This weekend, you have a chance to see two great shows at the Boise Art Museum — one featuring the early works of some great American masters and another exploring the life’s work of one of the finest artists produced by the Northwest.
It’s the transition weekend as When Modern Was Contemporary closes and a retrospective of Oregon artist Rick Bartow’s lifetime of work is on display.
When Modern Was Contemporary brings together the work of several influential artists in the Roy R. Neuberger Collection. The more-than 50 paintings are on the road to celebrate the Neuberger Museum’s 40th anniversary. The collection offers a glimpse into artists such as Mark Rothko, Jackson Pollock, Georgia O’Keeffe, Marsden Hartley, Willem de Kooning and Alexander Calder and how they developed their styles in the middle of the 20th century.
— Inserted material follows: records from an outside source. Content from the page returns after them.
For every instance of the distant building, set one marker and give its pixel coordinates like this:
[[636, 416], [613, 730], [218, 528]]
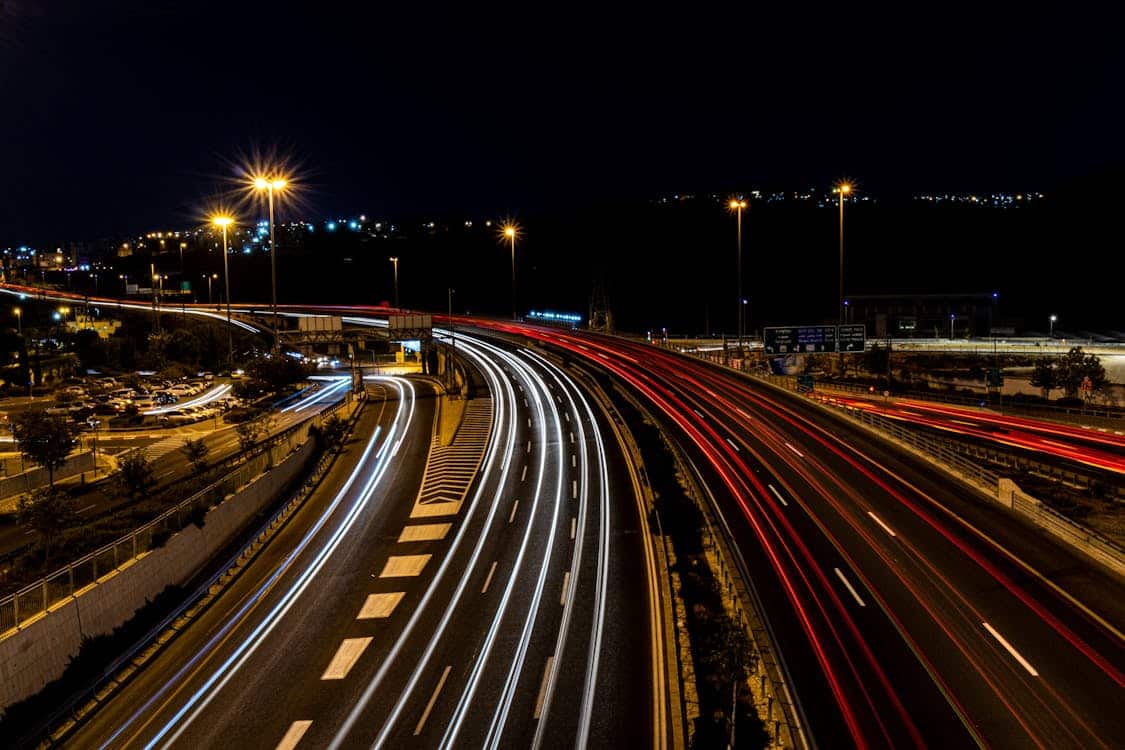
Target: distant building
[[924, 316]]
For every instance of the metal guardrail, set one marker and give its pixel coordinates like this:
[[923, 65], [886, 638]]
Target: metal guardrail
[[39, 596], [1100, 548]]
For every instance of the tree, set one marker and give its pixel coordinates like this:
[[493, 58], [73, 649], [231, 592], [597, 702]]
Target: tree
[[134, 475], [1074, 367], [44, 439], [48, 512], [196, 451], [1044, 376]]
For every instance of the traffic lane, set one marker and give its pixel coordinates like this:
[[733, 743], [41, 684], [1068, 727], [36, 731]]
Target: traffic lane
[[254, 710], [963, 595], [163, 676], [492, 623], [889, 696]]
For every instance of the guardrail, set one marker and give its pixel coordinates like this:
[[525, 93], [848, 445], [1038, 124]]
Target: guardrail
[[1002, 489], [39, 596]]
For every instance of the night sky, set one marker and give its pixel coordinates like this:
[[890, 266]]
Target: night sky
[[123, 116]]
Things You Know But Cannot Explain offers a look at 40 years of Bartow’s work — nearly 100 sculptures, paintings, drawing and prints, pulled together from public and private collections from around the globe. Bartow died in 2016 and leaves his mark on the Northwest art scene, and the world. A member of the Mad River Wiyot Band and a Vietnam veteran, Bartow melded his Native American heritage with a contemporary sensibility through fine art disciplines and music. This show is a remarkable chance to experience his legacy. Bartow also is known for “We Were Always Here,” an art installation on the National Mall in Washington D.C. commissioned by The Smithsonian Institution’s National Museum of the American Indian. It includes a flowing river water installation and two 20-foot Native American sculptures that bring “good medicine” to the U.S. Capitol.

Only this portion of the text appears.